Anyway, whatever possessed us to take on the project I can't quite explain, but all I do know is that half way through fitting our heating system, here are some key lessons I've learned along the way:

1. Taking on a house with no gas supply sucks up a big chunk of your budget

If you are considering buying a place with no gas supply and haven't got at least £6K to part with, don't even think about it unless you're happy to live with electric storage heaters.

Our costs so far (still not completed) are looking like this:

  • To bring a gas connection just to our front door - £800
  • To install an outdoor meter - £FREE if you start with a new gas supplier
  • For a good quality and efficient boiler you can trust for years - expect to pay at least £1,500 for your average 3 bed house boiler. We chose a Worcester Greenstar 32CDi for its compact size, output and the trust we feel with the Worcester brand (our last Worcester boiler was incredible)
  • For radiators - we've paid about £1,000 so far on a mix of column radiators and standard radiators but we have yet to buy 3-4 more. This can be done on a tighter budget if you're happy to compromise on the style of the radiator though I think. I went for column radiators in the areas that I wanted to impress and standard rads in others.
  • For a gas engineer to fit and install copper piping and boiler/flue/fans and all rads - this is the cost we aren't sure of yet but I would say put aside £2,500 for labour minimum. 

2. Expect stressful times trying to juggle lots of different contractors at once

We had a nightmare moment project managing this heating installation. It genuinely requires a fair bit of project management skills. If you're interested in how the whole process runs, it goes a bit like this:


We first had to book in SGN to drill through gas supply from the nearest line to our front door.
Their earliest availability is usually about 6 weeks, so this is important to bear in mind if you're moving in to a house when it starts to get cold. We booked SGN long before we exchanged contracts on the property. 

Then a second SGN team had to come and re-pave the road outside.
This wasn't so much an issue for us as the gas line is on the public street. I didn't have to be at home for them to sort it all, but if the gas line runs through private property you might have to be around. 

Next step is for the gas meter to be installed.
Before this is done, pipes inside can be laid but gas connection can't be safely checked without the meter in place. Our gas provider said it would be 4 weeks at the earliest they could install a meter - again, another long wait especially as you can't order a meter if there's no gas outside your door yet. We had cancellation issues with our provider whilst the engineers were laying pipes which was a real nightmare. 

Once the meter is in, pipes are laid and tested under the floors.
This is a fairly straight forward but messy job. We have wooden floorboards which had to be sawn in places to run pipes underneath. The pipes need to be brought up each level too so it's good to have a discreet route thought out in your head before they come to do the work. Our radiators were all wall mounted and valves were fitted ready to run a gas test at this stage.

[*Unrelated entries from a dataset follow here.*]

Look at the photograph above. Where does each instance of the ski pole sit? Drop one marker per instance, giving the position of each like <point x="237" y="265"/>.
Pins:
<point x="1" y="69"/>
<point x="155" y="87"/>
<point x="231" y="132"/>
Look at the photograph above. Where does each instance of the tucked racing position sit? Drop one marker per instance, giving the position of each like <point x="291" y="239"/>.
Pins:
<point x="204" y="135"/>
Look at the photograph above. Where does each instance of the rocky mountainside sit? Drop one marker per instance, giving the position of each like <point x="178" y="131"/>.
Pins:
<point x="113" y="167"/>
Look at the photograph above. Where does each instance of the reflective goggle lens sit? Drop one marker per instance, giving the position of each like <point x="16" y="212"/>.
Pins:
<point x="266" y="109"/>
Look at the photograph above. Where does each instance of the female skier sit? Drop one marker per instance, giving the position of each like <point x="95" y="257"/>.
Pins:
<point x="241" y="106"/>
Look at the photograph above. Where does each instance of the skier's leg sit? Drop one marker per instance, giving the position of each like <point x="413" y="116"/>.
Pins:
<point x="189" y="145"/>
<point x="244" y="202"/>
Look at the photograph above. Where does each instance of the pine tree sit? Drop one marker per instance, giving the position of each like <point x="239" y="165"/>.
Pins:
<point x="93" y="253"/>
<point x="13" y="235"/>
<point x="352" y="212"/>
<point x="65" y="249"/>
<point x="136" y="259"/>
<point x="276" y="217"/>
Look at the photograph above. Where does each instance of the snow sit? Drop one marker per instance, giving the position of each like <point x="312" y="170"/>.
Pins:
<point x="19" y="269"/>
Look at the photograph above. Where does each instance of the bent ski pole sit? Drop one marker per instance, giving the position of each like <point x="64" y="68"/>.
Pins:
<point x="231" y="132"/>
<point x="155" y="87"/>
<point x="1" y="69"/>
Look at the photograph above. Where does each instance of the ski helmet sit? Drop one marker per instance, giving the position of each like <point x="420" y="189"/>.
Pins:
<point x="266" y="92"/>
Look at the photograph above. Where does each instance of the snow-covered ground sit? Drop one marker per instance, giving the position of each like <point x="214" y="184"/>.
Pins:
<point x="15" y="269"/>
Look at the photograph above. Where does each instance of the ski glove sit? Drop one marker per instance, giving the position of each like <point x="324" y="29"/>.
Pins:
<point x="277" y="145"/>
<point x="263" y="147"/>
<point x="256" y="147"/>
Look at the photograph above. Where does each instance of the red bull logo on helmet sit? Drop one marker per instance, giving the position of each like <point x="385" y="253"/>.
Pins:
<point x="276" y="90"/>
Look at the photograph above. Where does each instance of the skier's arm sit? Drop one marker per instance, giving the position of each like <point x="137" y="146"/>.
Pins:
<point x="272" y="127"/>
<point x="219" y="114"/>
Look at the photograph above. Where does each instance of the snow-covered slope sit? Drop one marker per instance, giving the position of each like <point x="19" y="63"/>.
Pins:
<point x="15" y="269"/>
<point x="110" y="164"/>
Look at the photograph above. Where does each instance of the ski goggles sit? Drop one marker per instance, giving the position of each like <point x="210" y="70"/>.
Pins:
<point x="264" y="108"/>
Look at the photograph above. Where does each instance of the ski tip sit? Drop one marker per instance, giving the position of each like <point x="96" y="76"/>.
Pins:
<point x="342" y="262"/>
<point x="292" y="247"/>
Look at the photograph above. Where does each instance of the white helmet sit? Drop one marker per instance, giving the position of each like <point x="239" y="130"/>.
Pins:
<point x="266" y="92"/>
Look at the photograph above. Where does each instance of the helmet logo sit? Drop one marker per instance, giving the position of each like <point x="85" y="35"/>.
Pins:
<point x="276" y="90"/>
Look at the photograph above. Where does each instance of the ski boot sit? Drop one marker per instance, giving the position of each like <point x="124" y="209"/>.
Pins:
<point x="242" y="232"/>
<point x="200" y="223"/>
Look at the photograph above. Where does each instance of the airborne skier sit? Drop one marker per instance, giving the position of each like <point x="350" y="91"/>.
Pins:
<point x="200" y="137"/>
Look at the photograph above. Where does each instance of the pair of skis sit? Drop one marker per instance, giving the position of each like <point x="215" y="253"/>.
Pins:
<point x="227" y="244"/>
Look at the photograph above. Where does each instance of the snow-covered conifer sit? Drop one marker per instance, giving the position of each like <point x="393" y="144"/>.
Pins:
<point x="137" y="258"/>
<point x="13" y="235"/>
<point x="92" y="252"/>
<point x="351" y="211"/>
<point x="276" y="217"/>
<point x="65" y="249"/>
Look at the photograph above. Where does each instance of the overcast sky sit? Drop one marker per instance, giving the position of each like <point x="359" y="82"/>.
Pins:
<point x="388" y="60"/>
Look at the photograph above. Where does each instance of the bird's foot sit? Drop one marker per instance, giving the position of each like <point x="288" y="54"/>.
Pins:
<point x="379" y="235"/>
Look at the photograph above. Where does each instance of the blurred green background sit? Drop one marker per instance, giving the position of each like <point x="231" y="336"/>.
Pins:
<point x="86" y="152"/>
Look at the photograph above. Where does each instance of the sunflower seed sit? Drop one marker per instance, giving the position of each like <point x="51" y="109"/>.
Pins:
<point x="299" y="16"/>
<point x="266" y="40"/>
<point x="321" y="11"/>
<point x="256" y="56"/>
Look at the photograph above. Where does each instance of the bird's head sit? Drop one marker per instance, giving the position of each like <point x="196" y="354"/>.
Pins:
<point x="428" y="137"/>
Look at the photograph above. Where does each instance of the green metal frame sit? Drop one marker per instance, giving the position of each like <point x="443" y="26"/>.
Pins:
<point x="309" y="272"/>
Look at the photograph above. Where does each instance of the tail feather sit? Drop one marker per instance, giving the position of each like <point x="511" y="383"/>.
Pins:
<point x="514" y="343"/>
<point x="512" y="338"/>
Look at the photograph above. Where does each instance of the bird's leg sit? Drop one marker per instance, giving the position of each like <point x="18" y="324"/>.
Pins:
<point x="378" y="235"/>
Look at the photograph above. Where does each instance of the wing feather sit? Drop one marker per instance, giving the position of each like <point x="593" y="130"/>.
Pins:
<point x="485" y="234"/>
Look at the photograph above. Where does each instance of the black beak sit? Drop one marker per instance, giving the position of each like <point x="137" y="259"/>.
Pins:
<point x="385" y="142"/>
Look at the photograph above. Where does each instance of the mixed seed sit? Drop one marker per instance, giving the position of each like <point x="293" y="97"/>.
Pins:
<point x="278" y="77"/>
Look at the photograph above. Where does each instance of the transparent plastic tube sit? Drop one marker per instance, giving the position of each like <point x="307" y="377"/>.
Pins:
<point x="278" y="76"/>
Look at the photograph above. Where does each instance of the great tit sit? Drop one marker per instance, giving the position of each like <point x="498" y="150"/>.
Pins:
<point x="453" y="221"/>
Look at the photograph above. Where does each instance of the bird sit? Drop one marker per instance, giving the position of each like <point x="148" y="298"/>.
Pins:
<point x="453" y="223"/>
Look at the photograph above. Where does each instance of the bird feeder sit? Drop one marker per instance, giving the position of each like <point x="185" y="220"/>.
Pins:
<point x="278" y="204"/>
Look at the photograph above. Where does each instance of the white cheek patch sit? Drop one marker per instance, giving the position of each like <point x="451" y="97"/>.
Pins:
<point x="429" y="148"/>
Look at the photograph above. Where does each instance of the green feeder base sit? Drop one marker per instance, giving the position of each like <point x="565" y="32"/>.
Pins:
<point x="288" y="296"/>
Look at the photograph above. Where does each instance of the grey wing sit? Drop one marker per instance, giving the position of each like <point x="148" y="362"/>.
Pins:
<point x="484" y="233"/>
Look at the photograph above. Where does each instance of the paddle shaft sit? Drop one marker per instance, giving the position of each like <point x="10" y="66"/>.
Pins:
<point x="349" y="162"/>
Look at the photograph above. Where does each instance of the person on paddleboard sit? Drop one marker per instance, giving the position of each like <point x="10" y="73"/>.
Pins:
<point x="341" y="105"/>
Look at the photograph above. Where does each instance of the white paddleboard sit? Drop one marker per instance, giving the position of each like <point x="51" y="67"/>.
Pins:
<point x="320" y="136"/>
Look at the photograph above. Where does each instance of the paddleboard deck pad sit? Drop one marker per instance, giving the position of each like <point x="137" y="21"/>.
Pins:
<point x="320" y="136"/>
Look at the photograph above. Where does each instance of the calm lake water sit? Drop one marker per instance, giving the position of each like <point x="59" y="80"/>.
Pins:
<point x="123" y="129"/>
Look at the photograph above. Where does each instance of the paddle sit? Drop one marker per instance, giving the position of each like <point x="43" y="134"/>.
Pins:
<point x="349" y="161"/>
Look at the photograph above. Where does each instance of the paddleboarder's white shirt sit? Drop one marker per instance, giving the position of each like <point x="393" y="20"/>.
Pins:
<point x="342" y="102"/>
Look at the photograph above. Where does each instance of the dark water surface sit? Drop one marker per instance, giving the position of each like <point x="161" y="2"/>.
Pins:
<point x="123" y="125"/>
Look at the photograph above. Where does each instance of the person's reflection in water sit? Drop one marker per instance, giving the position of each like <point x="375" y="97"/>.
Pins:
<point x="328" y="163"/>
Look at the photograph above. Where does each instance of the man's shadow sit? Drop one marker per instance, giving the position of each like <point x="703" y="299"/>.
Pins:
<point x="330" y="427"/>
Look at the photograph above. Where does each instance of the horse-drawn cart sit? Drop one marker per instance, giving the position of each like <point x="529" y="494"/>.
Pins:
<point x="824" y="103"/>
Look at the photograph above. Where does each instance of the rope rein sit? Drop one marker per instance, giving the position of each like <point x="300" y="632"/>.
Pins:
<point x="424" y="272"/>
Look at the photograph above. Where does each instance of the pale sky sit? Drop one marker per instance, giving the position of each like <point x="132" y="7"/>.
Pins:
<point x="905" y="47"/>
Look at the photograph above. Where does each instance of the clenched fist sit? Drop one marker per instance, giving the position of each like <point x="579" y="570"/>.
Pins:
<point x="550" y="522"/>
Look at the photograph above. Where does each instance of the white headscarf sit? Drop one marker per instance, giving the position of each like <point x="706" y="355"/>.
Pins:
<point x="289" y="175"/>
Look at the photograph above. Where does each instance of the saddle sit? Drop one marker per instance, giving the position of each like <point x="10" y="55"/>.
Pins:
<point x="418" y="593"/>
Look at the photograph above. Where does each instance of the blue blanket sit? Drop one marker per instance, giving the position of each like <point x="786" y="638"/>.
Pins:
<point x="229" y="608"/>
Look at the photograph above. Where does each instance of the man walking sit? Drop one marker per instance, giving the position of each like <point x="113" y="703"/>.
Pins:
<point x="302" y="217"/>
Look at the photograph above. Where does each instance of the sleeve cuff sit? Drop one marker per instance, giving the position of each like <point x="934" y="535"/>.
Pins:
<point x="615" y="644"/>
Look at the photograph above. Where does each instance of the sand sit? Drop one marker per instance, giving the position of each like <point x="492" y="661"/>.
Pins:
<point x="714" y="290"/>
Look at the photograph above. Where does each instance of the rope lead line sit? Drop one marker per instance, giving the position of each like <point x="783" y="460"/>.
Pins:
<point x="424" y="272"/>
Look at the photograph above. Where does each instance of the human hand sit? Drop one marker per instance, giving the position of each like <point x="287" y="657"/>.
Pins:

Finally when the pipes and rads are all in, a thermostat is fixed  
To control the boiler we've chosen a Worcester Wave thermostat to be installed in our hallway. The model looks really swish on the wall, it's super intuitive to use and it can be linked up to a mobile app so if you realise you've left the heating on when you're on holiday - you still have full control. I will share more about my thoughts on the model once I use it more in colder months. 

So I would say that if you're about to take this kind of project on, plan way ahead before you've even exchanged contracts, and prepare for things to take a lot longer than you think. If you've moved in winter, it might be worth buying a stand in electric heater to tide you over.

3. Source all of your radiators, valves and boiler in good time

Normally engineers will ask what models you like and source the things you need but if like me you prefer to source everything yourself it's worth having these things all ready for the day your engineer starts to lay pipes: radiators, valves, a boiler and flue kit  (can't recommend Worcester Bosch highly enough for their fast turnaround, they delivered within 48 hours - epic), and a thermostat of your choice. 

4. Firm up where you want your boiler positioned early on

The boiler we chose was the Worcester Bosch Compact Greenstar 32CDi because it fits snug inside a kitchen cupboard without compromising on efficiency. When our legend engineers (Drummond Heating, these guys are rapid and worked all hours on the clock for us) came over they suggested us utilise the shed space we have sitting under the house which was once a coal shed. It meant the boiler was out of the way, not encroaching on storage space inside the house, and was safer outside than inside if there was any complications. 

Our Worcester boiler sits in that white shed under the back of the house

Our Worcester boiler sits in that white shed under the back of the house

Tips for choosing the position of your boiler: if you have a garage attached to your house, this could be a great place as it's out of the house. If you're planning on having a kitchen fitted and want it somewhere in your kitchen, consider what the overall layout will be and opt for somewhere that won't take up too much storage space. We considered under the stairs and in our downstairs loo as secondary options.

One big job is done ! Hooray. 

Hope this post helps if you're about to take on a heating installation. 

Full disclosure: I approached Worcester Boiler to offer me a discount on the boiler in exchange for this feature.